The three Fontana sisters: Zoe, Micol and Giovanna. History

The history of Sorelle Fontana began in the early 20th century in Traversetolo, a small village just outside Parma, where the three sisters Zoe, Mico, and Giovanna, inspired by family tradition, began working in dressmaking. Although different in many ways, the sisters shared a common ambition, a need to expand their horizons, and a dream to succeed.

One day the eldest sister Zoe made up her mind to leave her birthplace for a big city. Unsure whether to go north or south, she decided to leave the choice to fate by taking the first train that came through the station, and that train was going to Rome. So, as in every fairy tale, the adventures of the Fontana sisters began.

Rome offered them many possibilities.

but the beginning was not easy. Their big break came with their first important client, Gioia Marconi, daughter of the great scientist and the inventor of the radio Guglielmo Marconi. The Fontana sisters made a series of dresses for her that met with acclaim and this success led to a string of prestigious clients, most notably of whom was Linda Christian who had them design her wedding dress. Her wedding in Rome to Tyrone Power was the wedding of the century and the newsreels and magazines were full of images of the two celebrities. In this way Sorelle Fontana’s fame arrived in America bringing with it Italian high fashion to rival the established French haute couture.

The wedding dress subsequently became a signature piece for Sorelle Fontana. Most notably the sisters designed wedding dresses for Princess Maria Pia of the House of Savoy and for Margaret Truman, daughter of the President of the United States of America, the latter who also commissioned a special trousseau for the occasion.

Hollywood discovers Rome.

The arrival of famous actors, directors, and producers awoke Rome from its long slumber. Names such as Mirna Loy, Barbara Stanwich, Michelle Morgan became clients of Sorelle Fontana. The most famous of these actresses was Ava Gardner who maintained a long relationship with the fashion house. The sisters designed a series of dresses especially for her for films including “The Barefoot Contessa” and “The Sun Also Rises” as well as for other famous films of the 1950s.
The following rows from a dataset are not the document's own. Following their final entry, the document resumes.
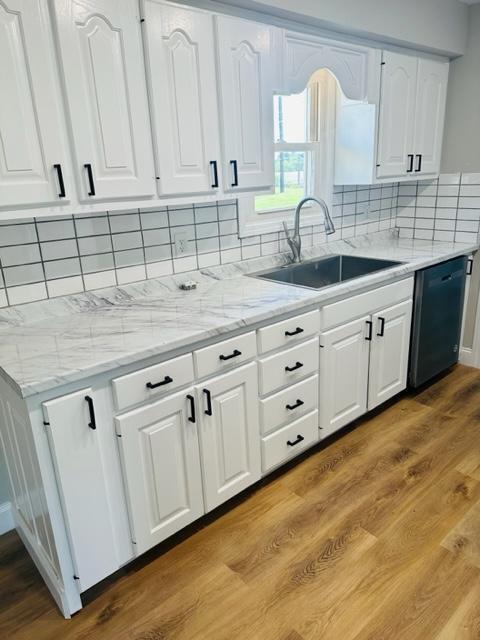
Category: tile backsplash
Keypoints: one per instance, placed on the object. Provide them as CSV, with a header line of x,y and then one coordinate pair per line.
x,y
50,257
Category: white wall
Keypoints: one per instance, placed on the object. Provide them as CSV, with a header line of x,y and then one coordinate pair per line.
x,y
461,146
435,25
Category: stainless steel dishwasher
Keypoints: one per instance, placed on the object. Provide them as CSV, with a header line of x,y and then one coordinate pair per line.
x,y
437,319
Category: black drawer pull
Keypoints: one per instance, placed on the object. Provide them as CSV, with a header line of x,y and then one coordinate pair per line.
x,y
294,333
192,417
208,410
297,441
297,404
154,385
91,409
235,354
297,365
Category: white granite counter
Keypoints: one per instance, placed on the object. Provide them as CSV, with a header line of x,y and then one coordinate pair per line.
x,y
46,345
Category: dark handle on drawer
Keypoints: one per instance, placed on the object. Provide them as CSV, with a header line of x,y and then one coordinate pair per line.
x,y
410,160
381,333
61,184
91,182
294,333
208,410
192,417
91,409
235,354
297,441
369,335
154,385
296,366
213,164
235,173
297,404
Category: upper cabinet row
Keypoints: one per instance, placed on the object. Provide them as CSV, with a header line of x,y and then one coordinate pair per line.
x,y
89,116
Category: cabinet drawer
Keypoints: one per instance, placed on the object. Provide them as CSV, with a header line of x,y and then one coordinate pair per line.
x,y
151,382
225,354
289,404
289,441
289,366
282,334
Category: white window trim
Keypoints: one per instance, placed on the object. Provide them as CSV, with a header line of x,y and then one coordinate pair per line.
x,y
251,222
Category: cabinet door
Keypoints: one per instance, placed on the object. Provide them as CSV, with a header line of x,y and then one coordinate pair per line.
x,y
181,74
31,125
160,457
389,353
103,69
78,464
246,102
343,375
229,434
397,114
432,82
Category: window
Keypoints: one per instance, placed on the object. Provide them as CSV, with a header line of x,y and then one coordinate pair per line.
x,y
304,130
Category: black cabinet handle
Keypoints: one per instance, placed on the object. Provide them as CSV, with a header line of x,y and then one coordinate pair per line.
x,y
297,404
61,184
154,385
297,441
192,417
296,366
381,333
235,173
91,409
91,182
369,334
294,333
235,354
213,164
208,410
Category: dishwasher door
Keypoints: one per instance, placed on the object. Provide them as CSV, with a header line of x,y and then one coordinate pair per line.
x,y
437,319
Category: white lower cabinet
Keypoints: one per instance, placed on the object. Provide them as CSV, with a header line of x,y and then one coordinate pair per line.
x,y
389,353
161,460
229,434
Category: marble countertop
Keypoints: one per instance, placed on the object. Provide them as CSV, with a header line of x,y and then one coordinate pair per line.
x,y
49,344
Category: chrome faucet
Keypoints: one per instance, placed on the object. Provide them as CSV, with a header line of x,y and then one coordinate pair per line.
x,y
294,240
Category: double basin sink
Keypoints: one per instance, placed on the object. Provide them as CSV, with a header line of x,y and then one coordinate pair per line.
x,y
324,272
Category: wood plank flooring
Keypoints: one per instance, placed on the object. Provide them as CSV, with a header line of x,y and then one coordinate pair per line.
x,y
375,535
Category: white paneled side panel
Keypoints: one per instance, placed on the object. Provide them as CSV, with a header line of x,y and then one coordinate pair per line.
x,y
229,434
101,54
78,464
389,353
160,455
343,375
246,102
32,136
432,82
181,63
397,115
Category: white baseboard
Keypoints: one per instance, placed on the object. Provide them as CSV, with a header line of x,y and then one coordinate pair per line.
x,y
6,518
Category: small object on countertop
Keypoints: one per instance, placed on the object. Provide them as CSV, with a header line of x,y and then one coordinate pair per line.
x,y
188,285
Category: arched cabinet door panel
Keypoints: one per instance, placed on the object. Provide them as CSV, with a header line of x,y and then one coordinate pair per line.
x,y
102,61
33,156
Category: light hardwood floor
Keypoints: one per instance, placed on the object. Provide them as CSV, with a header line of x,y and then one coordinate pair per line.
x,y
375,535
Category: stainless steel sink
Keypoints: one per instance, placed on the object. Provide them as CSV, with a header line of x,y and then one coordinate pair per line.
x,y
325,272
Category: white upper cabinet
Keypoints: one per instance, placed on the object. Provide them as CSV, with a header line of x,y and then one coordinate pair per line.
x,y
246,102
33,157
432,79
397,115
101,55
181,73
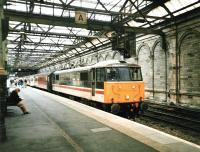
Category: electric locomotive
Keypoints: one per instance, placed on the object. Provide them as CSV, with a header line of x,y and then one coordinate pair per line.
x,y
116,85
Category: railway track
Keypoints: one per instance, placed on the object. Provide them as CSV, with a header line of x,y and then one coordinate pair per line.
x,y
186,118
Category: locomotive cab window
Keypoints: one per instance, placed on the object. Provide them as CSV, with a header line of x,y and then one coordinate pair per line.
x,y
57,77
124,74
100,77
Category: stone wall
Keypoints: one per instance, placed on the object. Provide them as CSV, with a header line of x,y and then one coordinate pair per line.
x,y
174,75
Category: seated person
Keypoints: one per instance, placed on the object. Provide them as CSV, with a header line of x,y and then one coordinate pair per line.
x,y
16,100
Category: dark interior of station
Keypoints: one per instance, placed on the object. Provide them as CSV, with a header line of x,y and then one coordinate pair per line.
x,y
47,37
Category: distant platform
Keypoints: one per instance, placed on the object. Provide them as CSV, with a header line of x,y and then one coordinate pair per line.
x,y
57,124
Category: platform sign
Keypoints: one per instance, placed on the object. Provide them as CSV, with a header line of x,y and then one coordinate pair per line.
x,y
80,17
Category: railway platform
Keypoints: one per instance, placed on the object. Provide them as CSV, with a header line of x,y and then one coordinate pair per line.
x,y
62,125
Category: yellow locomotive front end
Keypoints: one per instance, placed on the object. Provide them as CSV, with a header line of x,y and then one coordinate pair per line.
x,y
123,89
123,92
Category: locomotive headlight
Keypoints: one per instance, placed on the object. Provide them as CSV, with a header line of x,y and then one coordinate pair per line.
x,y
127,97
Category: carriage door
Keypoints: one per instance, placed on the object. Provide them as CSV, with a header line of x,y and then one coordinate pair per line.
x,y
93,76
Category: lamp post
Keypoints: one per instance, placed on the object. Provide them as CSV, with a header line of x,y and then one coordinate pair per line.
x,y
3,73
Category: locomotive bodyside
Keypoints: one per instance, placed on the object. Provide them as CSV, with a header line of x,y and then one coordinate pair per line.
x,y
113,84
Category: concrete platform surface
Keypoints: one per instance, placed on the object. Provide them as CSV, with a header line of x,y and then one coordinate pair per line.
x,y
57,124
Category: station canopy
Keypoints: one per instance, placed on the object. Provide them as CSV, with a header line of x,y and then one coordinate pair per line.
x,y
47,32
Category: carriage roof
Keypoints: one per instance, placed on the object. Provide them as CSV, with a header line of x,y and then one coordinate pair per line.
x,y
110,63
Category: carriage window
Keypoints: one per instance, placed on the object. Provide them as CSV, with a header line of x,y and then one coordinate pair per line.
x,y
100,74
57,77
84,76
112,74
136,74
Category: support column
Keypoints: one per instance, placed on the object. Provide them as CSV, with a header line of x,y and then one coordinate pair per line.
x,y
3,77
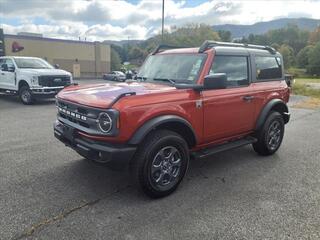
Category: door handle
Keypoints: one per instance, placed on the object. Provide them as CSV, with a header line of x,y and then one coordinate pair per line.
x,y
248,98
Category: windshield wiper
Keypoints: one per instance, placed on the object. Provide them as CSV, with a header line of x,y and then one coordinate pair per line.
x,y
165,80
141,78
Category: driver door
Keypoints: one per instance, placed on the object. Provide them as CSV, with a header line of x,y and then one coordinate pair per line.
x,y
7,74
229,112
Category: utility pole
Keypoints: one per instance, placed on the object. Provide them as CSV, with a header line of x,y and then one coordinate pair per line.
x,y
162,21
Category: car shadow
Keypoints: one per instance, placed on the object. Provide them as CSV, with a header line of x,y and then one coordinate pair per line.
x,y
86,181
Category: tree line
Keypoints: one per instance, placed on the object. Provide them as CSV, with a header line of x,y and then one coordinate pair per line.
x,y
300,48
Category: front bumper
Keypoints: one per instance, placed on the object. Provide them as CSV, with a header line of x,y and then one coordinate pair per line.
x,y
45,91
117,156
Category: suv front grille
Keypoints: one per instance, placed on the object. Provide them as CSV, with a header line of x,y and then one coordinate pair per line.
x,y
54,81
79,115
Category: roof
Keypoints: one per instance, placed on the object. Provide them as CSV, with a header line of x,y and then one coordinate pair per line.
x,y
220,48
17,57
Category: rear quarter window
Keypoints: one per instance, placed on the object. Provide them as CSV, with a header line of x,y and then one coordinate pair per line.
x,y
268,68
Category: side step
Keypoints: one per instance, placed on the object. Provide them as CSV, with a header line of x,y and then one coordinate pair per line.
x,y
223,147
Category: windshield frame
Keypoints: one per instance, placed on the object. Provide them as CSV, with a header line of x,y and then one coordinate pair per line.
x,y
49,66
196,78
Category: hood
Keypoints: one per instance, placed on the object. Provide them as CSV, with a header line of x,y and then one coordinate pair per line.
x,y
103,95
40,72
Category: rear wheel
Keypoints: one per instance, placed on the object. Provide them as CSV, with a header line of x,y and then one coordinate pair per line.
x,y
271,135
25,95
160,163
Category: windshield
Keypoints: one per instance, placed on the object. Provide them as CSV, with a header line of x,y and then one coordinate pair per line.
x,y
32,63
172,68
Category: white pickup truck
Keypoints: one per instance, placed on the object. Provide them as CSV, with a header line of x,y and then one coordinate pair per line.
x,y
31,78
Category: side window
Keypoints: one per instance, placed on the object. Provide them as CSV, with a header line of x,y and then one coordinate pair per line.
x,y
235,67
1,62
9,64
268,68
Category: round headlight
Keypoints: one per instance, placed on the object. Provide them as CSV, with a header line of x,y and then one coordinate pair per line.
x,y
104,122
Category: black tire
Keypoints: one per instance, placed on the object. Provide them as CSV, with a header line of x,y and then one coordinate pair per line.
x,y
270,136
25,95
153,151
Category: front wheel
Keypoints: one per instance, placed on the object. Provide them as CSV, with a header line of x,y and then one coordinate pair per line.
x,y
25,95
160,163
271,135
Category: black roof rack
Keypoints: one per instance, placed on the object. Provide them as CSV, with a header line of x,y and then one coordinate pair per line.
x,y
210,44
163,47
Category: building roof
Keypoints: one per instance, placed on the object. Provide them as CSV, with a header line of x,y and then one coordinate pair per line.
x,y
50,39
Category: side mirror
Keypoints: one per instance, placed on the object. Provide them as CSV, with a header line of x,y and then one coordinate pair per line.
x,y
215,81
4,67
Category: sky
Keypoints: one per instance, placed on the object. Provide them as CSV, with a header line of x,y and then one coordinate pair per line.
x,y
98,20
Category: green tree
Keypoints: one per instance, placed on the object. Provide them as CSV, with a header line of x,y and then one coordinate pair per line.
x,y
303,55
287,54
121,51
115,60
314,60
225,35
136,53
315,36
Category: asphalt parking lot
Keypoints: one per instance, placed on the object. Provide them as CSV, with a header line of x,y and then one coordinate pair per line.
x,y
47,191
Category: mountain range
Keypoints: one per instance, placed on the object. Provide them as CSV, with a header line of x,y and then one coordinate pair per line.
x,y
239,31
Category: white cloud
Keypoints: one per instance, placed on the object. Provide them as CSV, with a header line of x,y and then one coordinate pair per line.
x,y
115,20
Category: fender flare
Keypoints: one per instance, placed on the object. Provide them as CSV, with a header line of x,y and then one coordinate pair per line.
x,y
153,123
274,103
22,81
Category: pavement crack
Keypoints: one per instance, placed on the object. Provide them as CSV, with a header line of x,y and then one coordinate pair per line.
x,y
28,232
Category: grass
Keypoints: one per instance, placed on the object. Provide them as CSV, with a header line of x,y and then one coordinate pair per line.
x,y
300,87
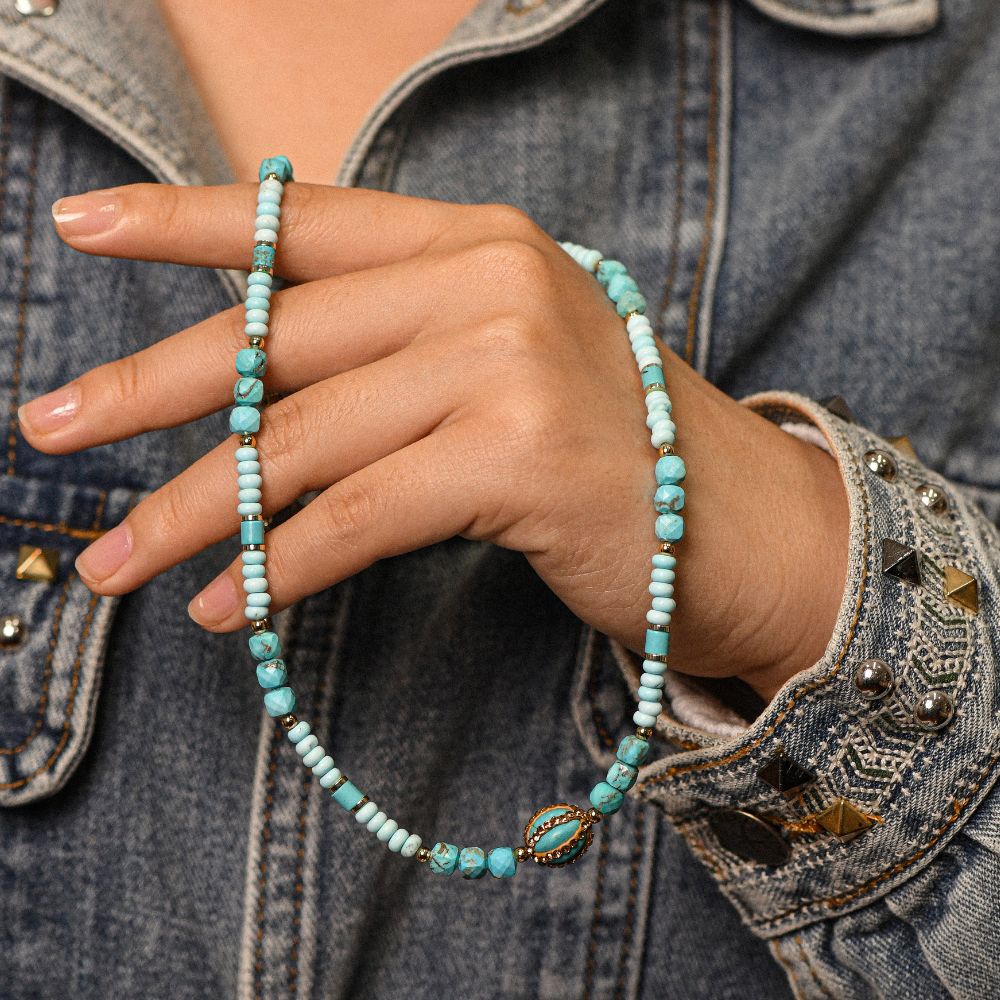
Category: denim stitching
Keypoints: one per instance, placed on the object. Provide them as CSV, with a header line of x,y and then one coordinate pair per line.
x,y
22,294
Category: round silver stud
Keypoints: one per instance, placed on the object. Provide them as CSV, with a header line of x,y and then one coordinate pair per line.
x,y
933,710
39,8
932,498
11,631
873,679
881,463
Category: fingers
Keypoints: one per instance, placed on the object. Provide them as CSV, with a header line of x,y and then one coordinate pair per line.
x,y
411,498
312,438
324,230
319,330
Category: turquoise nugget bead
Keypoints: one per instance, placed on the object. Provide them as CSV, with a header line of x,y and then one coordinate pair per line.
x,y
444,858
622,776
280,166
669,527
244,420
632,750
248,391
264,645
668,498
251,361
251,532
472,862
348,795
606,798
501,862
280,701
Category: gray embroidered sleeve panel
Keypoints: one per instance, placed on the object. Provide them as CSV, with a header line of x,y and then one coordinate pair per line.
x,y
852,823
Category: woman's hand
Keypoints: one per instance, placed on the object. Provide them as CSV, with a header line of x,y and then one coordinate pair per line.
x,y
448,369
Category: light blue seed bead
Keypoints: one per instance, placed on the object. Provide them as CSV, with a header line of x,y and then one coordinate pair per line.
x,y
366,812
264,645
669,527
271,674
389,827
323,767
606,798
410,846
244,420
299,731
377,821
348,795
280,701
397,840
331,777
501,862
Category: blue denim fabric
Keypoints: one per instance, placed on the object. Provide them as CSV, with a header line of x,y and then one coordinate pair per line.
x,y
807,210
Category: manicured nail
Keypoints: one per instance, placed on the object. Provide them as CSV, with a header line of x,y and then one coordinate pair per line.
x,y
86,214
49,412
105,556
216,602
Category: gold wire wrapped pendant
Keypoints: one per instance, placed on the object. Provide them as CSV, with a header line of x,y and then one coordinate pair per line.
x,y
558,834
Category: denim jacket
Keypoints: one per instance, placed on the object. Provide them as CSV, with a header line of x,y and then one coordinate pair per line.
x,y
805,189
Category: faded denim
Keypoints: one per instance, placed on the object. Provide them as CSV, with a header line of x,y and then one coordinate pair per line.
x,y
806,192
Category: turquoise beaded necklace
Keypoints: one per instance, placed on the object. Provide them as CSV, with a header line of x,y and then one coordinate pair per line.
x,y
556,835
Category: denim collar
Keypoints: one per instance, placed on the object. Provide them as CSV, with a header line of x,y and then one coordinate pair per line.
x,y
113,63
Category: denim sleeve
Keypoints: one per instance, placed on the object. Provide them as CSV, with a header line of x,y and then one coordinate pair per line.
x,y
853,824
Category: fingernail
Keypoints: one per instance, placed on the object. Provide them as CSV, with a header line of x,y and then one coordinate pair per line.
x,y
86,214
107,555
49,412
216,602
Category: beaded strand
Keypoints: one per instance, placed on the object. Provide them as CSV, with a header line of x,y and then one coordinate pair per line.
x,y
555,835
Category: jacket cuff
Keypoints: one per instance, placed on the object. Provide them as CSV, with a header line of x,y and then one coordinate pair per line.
x,y
863,767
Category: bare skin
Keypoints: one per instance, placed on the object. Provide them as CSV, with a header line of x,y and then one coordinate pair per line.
x,y
325,63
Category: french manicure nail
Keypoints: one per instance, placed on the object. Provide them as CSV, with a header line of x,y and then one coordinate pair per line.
x,y
216,602
86,214
49,412
107,555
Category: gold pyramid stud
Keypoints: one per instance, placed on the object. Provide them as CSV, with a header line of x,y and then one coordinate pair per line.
x,y
961,589
904,446
843,820
34,563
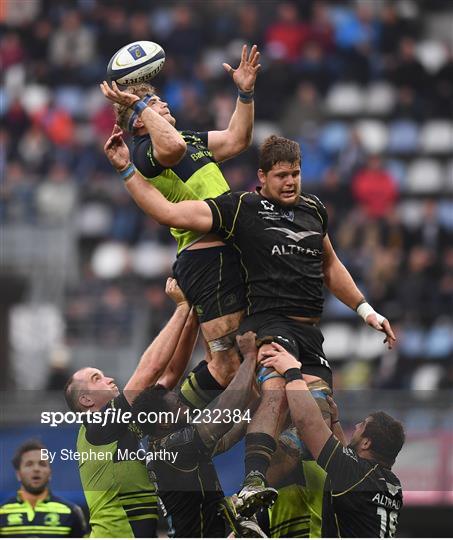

Beyond cinematography, the Sorelle Fontana also became involved in Italian contemporary art through a series of initiatives and prizes. One of their most innovative ideas was to bring together fashion and art through printed fabric. The Foundation holds two such dresses, one with designs printed by Mocchetti based on the work of Eliano Fantuzzi and the other printed by Bedetti and Bedraglio inspired by a work of Nuvolo.